Alas, the vast preponderance of the elite students I see have clearly never been taught any of this. Their knowledge of pronouns doesn’t appear to extend beyond the vague idea that they can pick the one with which they wish to identify.  But as for what a pronoun is in any grammatical sense, well, forget about it.


Want to know why we rank below Kazakhstan in terms of basic educational attainment? The answer that suggests itself to me is that our schools don’t teach the boring basics. They don’t force all students to obtain a working knowledge of the fundamentals of the English language, the sort of knowledge that can open doors for someone anywhere.

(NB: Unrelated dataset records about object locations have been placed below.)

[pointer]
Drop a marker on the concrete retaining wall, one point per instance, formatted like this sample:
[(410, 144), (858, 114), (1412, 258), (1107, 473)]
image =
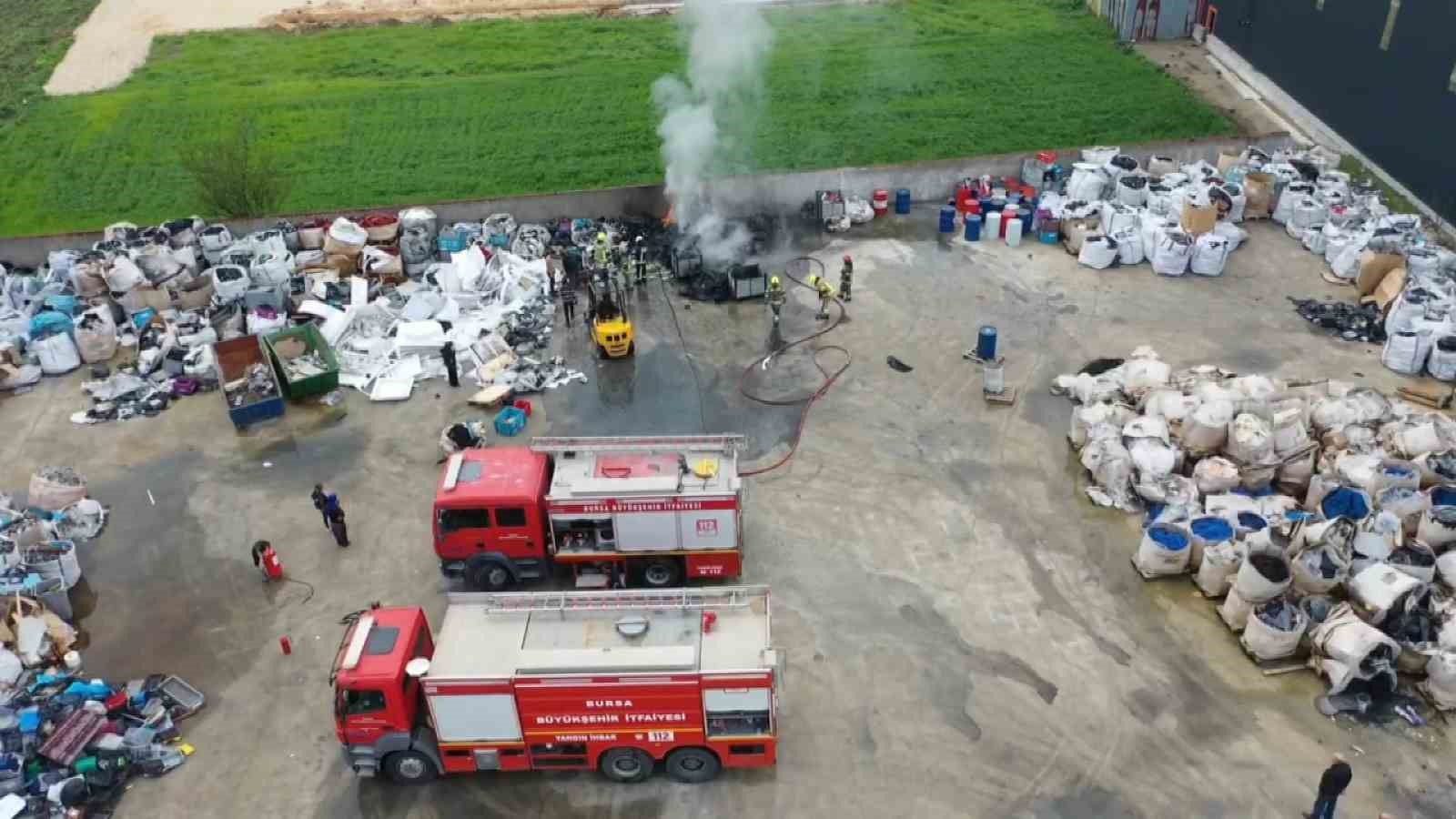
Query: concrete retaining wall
[(784, 193)]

And if you put aside English grammar, and indeed the related sort of points about avoiding run-on sentences and limiting the use of the passive voice and the like, there is also a horrible lack of knowledge of the great works of the Western canon.

A couple of months ago, in class, I asked my final year law students – those very elite ones I told you about above – who had read a Dickens’ novel, any one of them? I wanted to make a reference to Bleak House. Of more than 200 students only 15 or so put up a hand to indicate they’d read any Dickens’ novel at all.  Jane Austen fared little better.

In high school here most students barely read two or three Shakespeare plays throughout the entirety of their pre-university education. That is simply pathetic. In Canada most provinces still have high school students reading a couple of plays a year, for four years. And many American jurisdictions cover more than that. Here in Australia our politicians are hopeless, mired in arguments about who can virtue-signal his or her or (fill in the pronoun of choice) politically correct credentials when it comes to Safe Schools rather than trying maybe to lift standards to the point we can overtake Kazakhstan and other fourth tier nations.

Then there are other things I used to take for granted. Try referring to ‘the Good Samaritan’ in class. Most students look at you as though you’re from Mars.

To find a common reference I can still get away with references to The Beatles, and on a good day to Mr Darcy (thank you to the BBC TV adaptation), but forget anything from the Bible. Yeh, yeh, yeh I hear some ABC presenter interject. This is a secular country. Well, yes it is. And for what it’s worth I am a longtime atheist. But I have still read the Bible (King James version, obviously, as this is the way God would speak if He were to exist). It took me a whole year to do so on the back and forth commutes during my first year as a lawyer in 1980s Toronto on my way to my job at a big 200- lawyer downtown law firm. (For what it’s worth, if you ever need a seat on a busy commuter subway or train, let me recommend that you just pull out the Bible and start to read. The waters will part, the masses will shun you like the plague, and presto you’ll have a seat.)

To sum up, I don’t think this country does much of a job educating young people on the basics of writing, grammar and even rudimentary maths skills. We also don’t expose them to the best of Western culture, the great books of the past. Of course it’s obvious with the way the proposed Ramsay Centre has been treated that one reason for that is that so many of Australia’s elites have a deep-seated dislike (verging on hatred) of their own Western culture. This is the culture that was the first in the world to end slavery; the one that gave the world jet airplanes, antibiotics and the most freedom and autonomy for women in human history; the one that gave us the wonders of Shakespeare, Dante, Dickens, Austen, Hume, Smith and the list goes on.

But hey, for all of that time we’ve imposed a binary pronoun system on people. The horror!